Structure: noun The arrangement of and relations between the parts or elements of something complex. To construct or arrange accordingly to a plan. To give a pattern or organization to.
I am introducing something new into my life this week. I’ve never been one of great structure, planners and schedules. I’ve been the wild child going with the flow, allowing life to happen as it is meant to be. Of course this can only apply to an extent and some things need to be scheduled. But whenever there was freedom to let them unfold naturally, this was my preferred method of things. It strikes me odd these days given that I managed in retail for many years where those kind of things are highly rated. For a moment the thought crosses my mind that maybe this applies to my personal life, but then on the other hand, can we ever truly separate our professional life from our personal one? We are who we are, and we carry the same traits on and off the screen. It’s merely another thing, a thing of prior habits and the past, a thing I never paid much attention to.

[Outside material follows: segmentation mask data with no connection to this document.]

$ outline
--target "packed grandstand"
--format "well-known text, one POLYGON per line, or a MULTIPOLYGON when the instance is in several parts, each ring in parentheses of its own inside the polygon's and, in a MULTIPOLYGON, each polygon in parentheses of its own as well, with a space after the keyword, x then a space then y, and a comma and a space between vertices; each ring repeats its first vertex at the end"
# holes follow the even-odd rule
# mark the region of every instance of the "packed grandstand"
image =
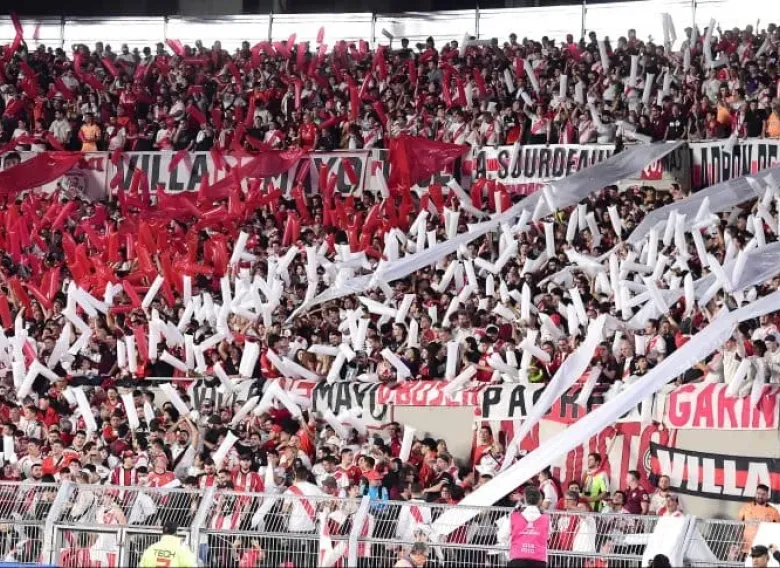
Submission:
POLYGON ((780 31, 663 20, 231 53, 13 17, 2 558, 174 522, 205 566, 503 566, 529 485, 552 566, 780 544, 780 31))

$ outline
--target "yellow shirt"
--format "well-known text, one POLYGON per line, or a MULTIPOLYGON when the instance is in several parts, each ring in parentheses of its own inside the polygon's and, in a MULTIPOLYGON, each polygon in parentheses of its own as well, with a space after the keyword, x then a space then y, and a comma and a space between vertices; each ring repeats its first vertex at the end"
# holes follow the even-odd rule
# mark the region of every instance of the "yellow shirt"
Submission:
POLYGON ((139 568, 196 568, 198 561, 195 555, 182 544, 179 537, 163 535, 163 537, 147 548, 141 557, 139 568))

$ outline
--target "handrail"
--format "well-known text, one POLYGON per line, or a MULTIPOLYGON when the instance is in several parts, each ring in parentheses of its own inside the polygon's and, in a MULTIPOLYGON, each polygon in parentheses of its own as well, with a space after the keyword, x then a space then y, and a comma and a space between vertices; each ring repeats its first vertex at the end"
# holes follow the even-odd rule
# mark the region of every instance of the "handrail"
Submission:
MULTIPOLYGON (((17 489, 19 492, 29 492, 30 490, 33 491, 42 491, 45 489, 53 489, 54 486, 52 484, 34 484, 34 483, 13 483, 13 482, 2 482, 2 487, 8 488, 14 488, 17 489)), ((89 532, 89 531, 95 531, 95 532, 101 532, 101 533, 111 533, 112 531, 116 531, 117 535, 124 534, 121 531, 142 531, 145 534, 159 534, 160 526, 159 524, 155 525, 147 525, 147 524, 128 524, 128 525, 102 525, 102 524, 96 524, 94 521, 91 522, 81 522, 79 521, 77 524, 73 524, 73 522, 69 520, 65 520, 64 513, 69 510, 69 506, 72 505, 71 501, 72 498, 76 497, 78 495, 79 491, 87 491, 90 492, 91 495, 95 498, 95 503, 99 504, 102 502, 102 497, 106 495, 112 495, 116 498, 116 496, 124 495, 124 506, 125 508, 132 508, 132 501, 129 501, 128 499, 131 499, 134 495, 136 498, 140 498, 141 495, 147 495, 150 497, 157 496, 161 501, 163 502, 166 497, 175 495, 175 494, 189 494, 193 496, 194 498, 198 498, 198 507, 197 510, 194 512, 194 514, 189 517, 190 521, 185 521, 180 524, 180 529, 183 532, 186 532, 189 536, 191 547, 194 550, 199 549, 201 544, 208 543, 209 542, 209 535, 217 535, 217 534, 224 534, 225 532, 231 533, 231 534, 245 534, 247 536, 252 534, 258 534, 260 536, 266 534, 279 534, 279 531, 284 531, 284 526, 278 526, 273 527, 271 530, 267 529, 260 529, 252 527, 251 530, 249 529, 249 526, 246 523, 241 523, 241 526, 235 527, 233 530, 227 530, 222 526, 218 526, 215 528, 213 527, 213 519, 217 518, 221 513, 219 511, 219 503, 220 503, 220 497, 227 497, 231 499, 235 499, 236 501, 229 501, 229 503, 239 503, 238 507, 240 510, 241 507, 243 507, 244 511, 242 514, 246 514, 245 517, 246 520, 251 519, 251 515, 254 515, 256 511, 258 510, 258 507, 263 503, 264 500, 266 500, 269 497, 273 497, 274 500, 278 500, 282 498, 285 503, 294 502, 295 500, 300 499, 306 499, 310 504, 313 504, 314 507, 318 507, 321 505, 321 510, 323 511, 331 511, 333 510, 333 504, 337 504, 336 508, 342 507, 342 505, 348 505, 352 507, 352 511, 354 511, 354 519, 353 524, 351 527, 351 530, 348 535, 344 535, 342 537, 339 537, 343 539, 343 542, 346 544, 346 552, 345 552, 345 558, 349 560, 349 565, 353 565, 354 561, 357 559, 358 551, 361 549, 361 547, 364 547, 366 545, 373 544, 381 544, 381 543, 400 543, 400 544, 409 544, 405 540, 400 540, 395 534, 395 529, 392 530, 392 533, 386 532, 386 527, 384 532, 382 530, 378 531, 376 534, 364 534, 363 526, 364 521, 367 520, 369 515, 375 515, 375 510, 381 510, 381 509, 389 509, 389 508, 396 508, 397 510, 401 510, 401 508, 407 506, 402 501, 377 501, 377 500, 371 500, 368 497, 363 497, 361 501, 358 503, 354 499, 338 499, 338 498, 332 498, 332 497, 299 497, 296 495, 292 495, 289 493, 284 494, 282 497, 279 493, 243 493, 243 492, 235 492, 235 491, 229 491, 229 490, 219 490, 214 487, 209 487, 205 491, 199 491, 199 490, 193 490, 193 489, 163 489, 163 488, 143 488, 143 487, 125 487, 125 486, 111 486, 111 485, 76 485, 72 482, 65 482, 62 484, 59 484, 57 486, 57 495, 54 498, 54 501, 52 503, 52 506, 47 514, 47 516, 44 519, 35 519, 35 518, 29 518, 27 516, 24 517, 24 523, 25 524, 32 524, 37 525, 40 527, 40 533, 41 534, 41 561, 44 563, 49 564, 56 564, 58 560, 58 542, 60 545, 62 544, 62 540, 58 539, 58 536, 62 536, 60 533, 66 530, 73 529, 74 526, 78 527, 79 531, 89 532), (128 494, 130 497, 128 498, 128 494), (338 503, 341 503, 342 505, 338 505, 338 503)), ((311 506, 311 505, 309 505, 311 506)), ((460 507, 459 505, 445 505, 445 504, 437 504, 437 503, 419 503, 417 506, 420 509, 429 509, 431 511, 431 514, 441 514, 445 510, 450 509, 480 509, 480 517, 475 518, 481 518, 482 521, 480 521, 481 525, 484 527, 490 527, 496 524, 497 521, 499 521, 501 518, 506 518, 507 515, 512 511, 512 509, 505 508, 505 507, 460 507)), ((611 526, 613 523, 618 522, 622 523, 622 526, 624 528, 624 531, 628 529, 627 532, 625 532, 625 535, 627 537, 634 537, 634 540, 637 542, 642 541, 642 539, 645 539, 645 544, 647 542, 650 542, 650 534, 653 533, 655 530, 655 526, 657 523, 660 522, 660 517, 651 516, 651 515, 643 515, 643 516, 635 516, 635 515, 625 515, 625 514, 619 514, 619 515, 605 515, 605 514, 599 514, 599 513, 581 513, 581 512, 569 512, 569 511, 553 511, 550 513, 552 524, 554 525, 554 532, 556 532, 557 526, 558 526, 558 519, 565 519, 565 518, 580 518, 580 519, 592 519, 595 524, 592 526, 594 527, 608 527, 611 526)), ((705 550, 705 558, 713 561, 718 562, 719 565, 724 566, 730 566, 734 564, 731 558, 727 556, 727 545, 730 546, 739 546, 741 548, 743 544, 743 534, 746 532, 744 531, 744 528, 748 525, 751 525, 752 523, 743 523, 739 521, 715 521, 715 520, 703 520, 696 517, 685 517, 688 519, 688 522, 691 523, 691 525, 686 525, 684 534, 683 534, 683 541, 684 547, 682 548, 683 551, 689 550, 694 544, 696 545, 696 548, 698 549, 698 554, 701 555, 702 549, 705 550), (696 527, 699 527, 701 530, 696 530, 696 527), (705 530, 706 529, 706 530, 705 530), (725 544, 722 544, 720 541, 726 540, 727 542, 725 544)), ((601 528, 598 528, 596 530, 601 530, 601 528)), ((599 533, 600 534, 600 533, 599 533)), ((310 539, 310 538, 317 538, 316 533, 297 533, 299 538, 301 539, 310 539)), ((116 546, 121 547, 124 546, 121 542, 117 541, 118 544, 116 546)), ((477 551, 480 553, 503 553, 506 551, 506 545, 505 544, 493 544, 493 545, 486 545, 482 544, 479 541, 475 542, 469 542, 469 543, 455 543, 455 542, 446 542, 441 541, 437 542, 435 546, 439 546, 442 548, 447 548, 449 550, 455 550, 455 549, 462 549, 464 551, 471 550, 471 551, 477 551)), ((552 545, 551 545, 552 546, 552 545)), ((122 549, 124 551, 124 549, 122 549)), ((554 554, 561 554, 563 552, 567 551, 561 550, 559 548, 556 548, 553 546, 551 548, 551 553, 554 554)), ((582 554, 579 554, 580 556, 589 556, 589 553, 585 552, 582 554)), ((627 558, 625 555, 623 555, 623 558, 627 558)), ((636 553, 632 553, 631 555, 632 559, 636 559, 636 553)))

To be honest, I am finding myself in need of a little more structure these days. The word came up while thinking about current goals and ambitions. I feel there is not a direct timeline attached on when I would like to see them completed. They just kind of exist, hanging there in limbo. Perhaps that used to be ok in prior years, but it is now that I feel a little structure could send me on my way. A way where these goals can actually be measured and where progress can be seen. I now feel that a little planning is important to keep us on track and to not let important things turn stale or fall to the wayside all together. Within this line of thoughts, I think about the book I want to write and at this rate I’d never finish in my lifetime. I think a little structure such as a writing day, for the book, could do wonders and may actually make me feel like something is happening. I have writing days now, but these are mainly for the blog and not my book, so it sits there and it waits and it waits.
I am looking to find the balance between structure and going with the flow and I think I might just found a way where both can co-exist equally without interfering with the other. For instance: I could have a weekly book writing day, but give myself the freedom, going with the flow of which chapter I feel like talking/writing about. I could have a daily Cinnamon and me exercise/hike day, but instead of allowing it to feel like a routine, I can give myself the freedom to choose our adventure and where we go. I think this can be applied to all things in our life, the things that need to be done, the things that are waiting for us on a daily and weekly basis, chores, tasks, as well as in general. Maybe we can breathe new life into the mundane and spice it it up a bit. Perhaps a little structure is beneficial, as long as we can bring a productive and happy flow to it. Perhaps it’s even fun. I think I will give it a try and see what progress can be made.